A smart low-cost non-invasive water flow sensor for IoT applications

Project Team

Dr. Mohamed F. Abdelkader

Dr. Mohamed F. Abdelkader

Port Said University

Principal Investigator

Dr. Amr Elbanhawy

Dr. Amr Elbanhawy

Ain Shams University

Co-PI

Sponser​

Project Objectives

  • Develop a new generation of smart non-invasive hydraulic flow sensors that can be integrated with smart water management initiatives in smart cities and smart home applications.
  • Achieve low-cost, acceptable levels of precision, non-invasive ease of installation, and minimum calibration procedure for the developed smart sensors using recent advances in machine learning and signal processing

Specific Objectives

  • Develop a new integrated digital non-invasive water flow sensor for IoT applications.

  • Develop a new machine learning and signal processing approaches for water flow estimation form single or multiple sensor modalities.

  • Build the necessary human and infrastructure capacity for the national interest area of smart water applications.

  • Establish a smart water flow monitoring test-bed for further research and technology development

  • Establish a multidisciplinary multi-institutional collaboration link between the machine learning and signal processing research team at Port Said university and the mechanical sound and vibration lab at Ain Shams university.

Research Methodology

  • Physical and Numerical Testbench: building a flowmeter rig with computational fluid dynamics (CFD) simulation software

  • Experimental analysis of different sensor modalities for velocity and pressure monitoring

  • Develop a new data sampling approach to reduce power consumption: 

    • use of novel data sampling approaches such as Compressive sensing for reducing the hardware and power constraints on the IoT nodes connected to the new sensors.
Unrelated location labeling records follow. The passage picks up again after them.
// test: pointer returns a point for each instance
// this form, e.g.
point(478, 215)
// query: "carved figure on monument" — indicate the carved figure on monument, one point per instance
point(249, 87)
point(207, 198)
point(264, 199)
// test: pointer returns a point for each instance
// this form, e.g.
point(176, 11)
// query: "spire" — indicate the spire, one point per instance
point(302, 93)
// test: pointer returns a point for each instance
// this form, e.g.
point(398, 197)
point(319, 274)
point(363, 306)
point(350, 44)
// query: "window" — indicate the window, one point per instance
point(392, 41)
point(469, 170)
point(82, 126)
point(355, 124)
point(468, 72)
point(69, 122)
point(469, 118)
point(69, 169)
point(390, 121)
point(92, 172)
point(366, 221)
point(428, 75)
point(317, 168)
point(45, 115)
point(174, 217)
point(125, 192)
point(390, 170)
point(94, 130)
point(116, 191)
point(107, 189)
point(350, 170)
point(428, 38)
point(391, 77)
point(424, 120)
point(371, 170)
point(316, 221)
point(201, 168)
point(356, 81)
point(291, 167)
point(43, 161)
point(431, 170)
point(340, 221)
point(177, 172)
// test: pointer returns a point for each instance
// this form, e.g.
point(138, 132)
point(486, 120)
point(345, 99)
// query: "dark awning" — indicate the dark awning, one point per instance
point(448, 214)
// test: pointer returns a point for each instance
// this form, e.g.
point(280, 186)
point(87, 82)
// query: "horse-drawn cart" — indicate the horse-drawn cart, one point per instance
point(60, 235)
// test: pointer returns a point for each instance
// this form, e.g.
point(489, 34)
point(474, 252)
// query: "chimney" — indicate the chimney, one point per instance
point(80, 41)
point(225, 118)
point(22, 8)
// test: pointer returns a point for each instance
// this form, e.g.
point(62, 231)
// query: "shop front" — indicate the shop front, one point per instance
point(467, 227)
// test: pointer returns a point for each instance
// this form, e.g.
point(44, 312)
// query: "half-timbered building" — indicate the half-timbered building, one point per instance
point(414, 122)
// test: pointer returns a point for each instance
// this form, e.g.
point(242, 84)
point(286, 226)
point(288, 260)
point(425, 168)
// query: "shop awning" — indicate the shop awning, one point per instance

  • Develop a novel data-driven machine learning flow estimation approach

    • investigate the effectiveness of applying deep learning approaches to build a data driven flow regression algorithms from different low-cost sensors. The hydrodynamic models will be used to generate test sequences for initial model training, further model tuning will be conducted with real measurement obtained through the developed testbench.